Case against the Anglo bankers was centred on two allegations
Published 31/07/2015 | 02:30
The case against three former Anglo Irish Bank officials, who were yesterday convicted of conspiring to conceal or alter accounts connected to Sean FitzPatrick, centred around two separate allegations.
The trio omitted the name of the former chairman's brother-in-law, John Peter O'Toole, from a list of non-resident accounts which was to be handed over to Revenue.
Former chief Operations Officer, Tiarnan O'Mahoney, former company secretary, Bernard Daly, and former assistant manager, Aoife Maguire, also conspired to have Anglo's IT department delete six other accounts connected to Mr FitzPatrick from the bank's computer system. After two months of painstaking evidence, the three were convicted on all charges.
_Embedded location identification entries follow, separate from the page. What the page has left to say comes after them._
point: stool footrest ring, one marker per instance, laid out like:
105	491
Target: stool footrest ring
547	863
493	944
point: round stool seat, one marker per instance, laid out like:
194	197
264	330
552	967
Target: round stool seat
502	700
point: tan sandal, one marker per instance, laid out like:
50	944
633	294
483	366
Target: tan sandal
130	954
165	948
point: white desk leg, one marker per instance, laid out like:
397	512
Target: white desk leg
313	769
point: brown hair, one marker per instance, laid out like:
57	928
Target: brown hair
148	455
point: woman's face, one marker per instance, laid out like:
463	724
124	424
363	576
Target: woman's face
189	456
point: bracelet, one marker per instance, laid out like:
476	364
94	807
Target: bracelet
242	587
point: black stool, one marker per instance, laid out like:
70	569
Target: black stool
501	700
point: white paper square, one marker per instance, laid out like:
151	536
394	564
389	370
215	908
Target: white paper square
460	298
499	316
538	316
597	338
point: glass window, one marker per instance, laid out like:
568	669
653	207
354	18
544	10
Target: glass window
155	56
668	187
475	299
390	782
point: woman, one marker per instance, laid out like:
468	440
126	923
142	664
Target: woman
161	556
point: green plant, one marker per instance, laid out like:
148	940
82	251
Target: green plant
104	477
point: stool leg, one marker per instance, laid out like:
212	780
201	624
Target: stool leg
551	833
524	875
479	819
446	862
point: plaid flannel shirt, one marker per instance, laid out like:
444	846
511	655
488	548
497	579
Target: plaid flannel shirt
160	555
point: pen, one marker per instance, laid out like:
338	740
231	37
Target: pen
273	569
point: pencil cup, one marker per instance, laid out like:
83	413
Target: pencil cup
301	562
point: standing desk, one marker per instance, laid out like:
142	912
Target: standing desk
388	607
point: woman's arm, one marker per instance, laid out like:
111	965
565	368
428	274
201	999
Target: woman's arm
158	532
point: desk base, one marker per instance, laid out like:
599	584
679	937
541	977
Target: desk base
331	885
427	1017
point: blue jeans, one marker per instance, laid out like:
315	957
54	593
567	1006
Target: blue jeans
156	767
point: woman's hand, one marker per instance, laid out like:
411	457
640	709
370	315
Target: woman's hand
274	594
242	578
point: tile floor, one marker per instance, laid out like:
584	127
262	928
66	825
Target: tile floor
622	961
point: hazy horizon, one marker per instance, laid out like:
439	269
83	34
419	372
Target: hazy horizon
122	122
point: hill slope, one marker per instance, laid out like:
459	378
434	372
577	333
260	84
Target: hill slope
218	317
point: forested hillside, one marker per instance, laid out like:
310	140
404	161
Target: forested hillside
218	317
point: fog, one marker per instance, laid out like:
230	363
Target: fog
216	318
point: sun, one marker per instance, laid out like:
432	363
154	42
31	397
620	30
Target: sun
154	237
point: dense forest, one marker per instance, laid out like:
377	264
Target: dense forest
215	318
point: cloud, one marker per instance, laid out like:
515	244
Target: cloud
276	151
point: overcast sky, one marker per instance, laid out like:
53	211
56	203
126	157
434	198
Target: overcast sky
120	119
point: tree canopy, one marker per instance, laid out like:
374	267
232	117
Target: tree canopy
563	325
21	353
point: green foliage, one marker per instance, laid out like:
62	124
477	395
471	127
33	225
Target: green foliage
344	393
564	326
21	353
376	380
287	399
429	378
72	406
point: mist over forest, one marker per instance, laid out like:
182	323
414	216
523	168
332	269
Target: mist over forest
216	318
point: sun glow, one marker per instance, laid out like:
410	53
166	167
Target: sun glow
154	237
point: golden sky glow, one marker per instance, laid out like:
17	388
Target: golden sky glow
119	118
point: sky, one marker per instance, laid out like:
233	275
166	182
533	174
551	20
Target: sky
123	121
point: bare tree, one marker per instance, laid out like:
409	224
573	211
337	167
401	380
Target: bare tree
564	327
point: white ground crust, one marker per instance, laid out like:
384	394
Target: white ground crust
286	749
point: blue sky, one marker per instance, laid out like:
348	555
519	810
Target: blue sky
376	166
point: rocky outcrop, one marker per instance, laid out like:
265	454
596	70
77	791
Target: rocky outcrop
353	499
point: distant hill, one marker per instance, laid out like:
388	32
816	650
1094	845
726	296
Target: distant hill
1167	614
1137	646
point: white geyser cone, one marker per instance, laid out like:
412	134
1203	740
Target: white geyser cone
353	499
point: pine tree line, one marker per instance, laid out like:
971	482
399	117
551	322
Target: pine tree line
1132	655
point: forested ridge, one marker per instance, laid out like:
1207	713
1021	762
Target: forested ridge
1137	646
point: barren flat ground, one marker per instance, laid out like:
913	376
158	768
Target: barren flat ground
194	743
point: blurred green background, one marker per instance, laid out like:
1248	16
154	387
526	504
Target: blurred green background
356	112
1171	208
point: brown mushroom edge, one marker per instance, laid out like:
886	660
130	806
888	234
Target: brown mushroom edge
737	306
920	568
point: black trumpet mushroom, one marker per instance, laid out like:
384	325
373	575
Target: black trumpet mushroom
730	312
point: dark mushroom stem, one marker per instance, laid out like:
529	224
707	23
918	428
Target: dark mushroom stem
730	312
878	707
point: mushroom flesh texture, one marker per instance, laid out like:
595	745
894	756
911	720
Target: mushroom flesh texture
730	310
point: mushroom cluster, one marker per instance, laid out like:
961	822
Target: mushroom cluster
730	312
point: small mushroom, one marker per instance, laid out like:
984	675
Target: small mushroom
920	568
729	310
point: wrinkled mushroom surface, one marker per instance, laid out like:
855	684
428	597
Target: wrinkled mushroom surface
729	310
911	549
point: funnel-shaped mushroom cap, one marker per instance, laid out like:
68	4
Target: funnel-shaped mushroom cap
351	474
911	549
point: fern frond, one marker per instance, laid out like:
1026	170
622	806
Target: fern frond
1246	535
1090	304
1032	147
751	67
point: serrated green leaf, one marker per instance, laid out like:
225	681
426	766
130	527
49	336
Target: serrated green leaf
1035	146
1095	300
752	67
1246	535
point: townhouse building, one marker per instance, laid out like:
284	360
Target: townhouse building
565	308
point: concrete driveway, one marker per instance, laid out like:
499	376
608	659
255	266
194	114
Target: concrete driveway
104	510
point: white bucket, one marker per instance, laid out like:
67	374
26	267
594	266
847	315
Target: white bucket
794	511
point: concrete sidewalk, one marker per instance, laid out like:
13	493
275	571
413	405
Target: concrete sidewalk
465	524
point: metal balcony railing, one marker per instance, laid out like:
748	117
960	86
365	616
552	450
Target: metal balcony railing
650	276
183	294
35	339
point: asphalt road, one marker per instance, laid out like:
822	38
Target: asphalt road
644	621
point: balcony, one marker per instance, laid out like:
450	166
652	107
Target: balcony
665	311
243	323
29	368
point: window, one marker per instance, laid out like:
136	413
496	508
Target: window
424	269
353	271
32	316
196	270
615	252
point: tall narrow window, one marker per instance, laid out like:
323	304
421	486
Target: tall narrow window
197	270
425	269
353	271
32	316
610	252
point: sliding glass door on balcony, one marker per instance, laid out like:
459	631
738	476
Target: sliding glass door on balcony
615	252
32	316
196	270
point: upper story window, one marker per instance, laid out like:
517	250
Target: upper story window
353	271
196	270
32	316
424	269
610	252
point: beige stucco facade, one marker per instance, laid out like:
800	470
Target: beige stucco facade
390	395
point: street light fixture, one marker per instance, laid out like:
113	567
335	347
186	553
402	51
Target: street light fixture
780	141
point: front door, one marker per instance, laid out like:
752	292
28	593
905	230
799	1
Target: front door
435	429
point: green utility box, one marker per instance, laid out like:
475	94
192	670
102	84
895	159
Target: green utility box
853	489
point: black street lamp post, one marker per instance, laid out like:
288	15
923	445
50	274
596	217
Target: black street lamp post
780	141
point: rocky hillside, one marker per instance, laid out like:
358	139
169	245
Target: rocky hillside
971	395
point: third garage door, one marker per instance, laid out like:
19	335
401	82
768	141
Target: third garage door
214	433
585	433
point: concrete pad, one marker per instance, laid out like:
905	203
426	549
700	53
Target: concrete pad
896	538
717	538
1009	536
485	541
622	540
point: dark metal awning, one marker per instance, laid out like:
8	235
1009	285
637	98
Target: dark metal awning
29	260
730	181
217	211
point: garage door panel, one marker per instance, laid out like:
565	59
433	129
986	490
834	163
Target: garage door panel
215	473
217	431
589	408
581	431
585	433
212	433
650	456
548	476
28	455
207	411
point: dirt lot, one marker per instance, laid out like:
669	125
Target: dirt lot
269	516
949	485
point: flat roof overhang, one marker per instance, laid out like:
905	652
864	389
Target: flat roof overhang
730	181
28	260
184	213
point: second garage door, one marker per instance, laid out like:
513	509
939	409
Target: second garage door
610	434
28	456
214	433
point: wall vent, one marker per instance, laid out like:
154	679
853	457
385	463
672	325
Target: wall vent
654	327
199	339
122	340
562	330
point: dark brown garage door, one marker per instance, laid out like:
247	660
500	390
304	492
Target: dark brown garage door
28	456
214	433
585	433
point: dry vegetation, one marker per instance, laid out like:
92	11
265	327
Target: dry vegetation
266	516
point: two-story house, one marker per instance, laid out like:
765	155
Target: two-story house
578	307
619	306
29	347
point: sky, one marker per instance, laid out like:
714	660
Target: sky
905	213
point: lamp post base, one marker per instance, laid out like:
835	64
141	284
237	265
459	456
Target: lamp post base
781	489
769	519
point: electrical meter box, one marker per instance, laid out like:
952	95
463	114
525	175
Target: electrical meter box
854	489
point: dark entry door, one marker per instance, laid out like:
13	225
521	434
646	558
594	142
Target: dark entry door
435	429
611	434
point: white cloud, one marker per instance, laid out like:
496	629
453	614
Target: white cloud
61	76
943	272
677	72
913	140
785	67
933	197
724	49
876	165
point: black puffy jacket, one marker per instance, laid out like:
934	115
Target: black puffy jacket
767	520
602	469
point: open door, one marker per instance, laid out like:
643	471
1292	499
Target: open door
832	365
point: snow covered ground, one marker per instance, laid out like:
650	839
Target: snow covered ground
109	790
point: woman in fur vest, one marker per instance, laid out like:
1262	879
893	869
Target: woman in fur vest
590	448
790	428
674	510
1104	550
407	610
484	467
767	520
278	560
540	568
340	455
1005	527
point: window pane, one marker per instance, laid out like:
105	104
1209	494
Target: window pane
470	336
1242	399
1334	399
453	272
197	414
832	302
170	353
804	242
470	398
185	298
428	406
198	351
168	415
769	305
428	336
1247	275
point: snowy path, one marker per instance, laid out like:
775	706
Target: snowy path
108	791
The case dates back to the late 1990s, when Revenue were investigating bogus non-resident accounts which were liable for DIRT.
Anglo initially told Revenue it held no such accounts - however, several people later came forward under a tax amnesty to say they held non-resident accounts in the bank. As a result Revenue decided to carry out a full audit of the bank in 2003.
O'Mahoney (56), of Glen Pines, Enniskerry, Co Wicklow, ordered a task team be established to provide Revenue with lists of non-resident accounts as part of the investigation.
The team was selected by Daly (67), of Collins Avenue West, Whitehall, Dublin, and reported to him on a daily basis.
Maguire (62), of Rothe Abbey, South Circular Road, Kilmainham, Dublin, was appointed to the team and reported only to O'Mahoney. It was her job to find the files which Mr FitzPatrick did not want Revenue to see.
There were eight accounts connected to the then chairman: Lock Ltd/Suzie Ltd; Carnahalla Ltd/Suzie Ltd; Lock Ltd; Carnahalla Ltd; Triumvirate Properties Ltd and Sean FitzPatrick Trust/Crohan O'Shea Trust, as well as two accounts in the name of Mr O'Toole.
Mr FitzPatrick featured heavily throughout the trial, but was never called as a witness.
Counsel for O'Mahoney compared him to "the man on the grassy knoll" and "Macavity, the Mystery Cat - his paw marks are everywhere but he's nowhere to be seen".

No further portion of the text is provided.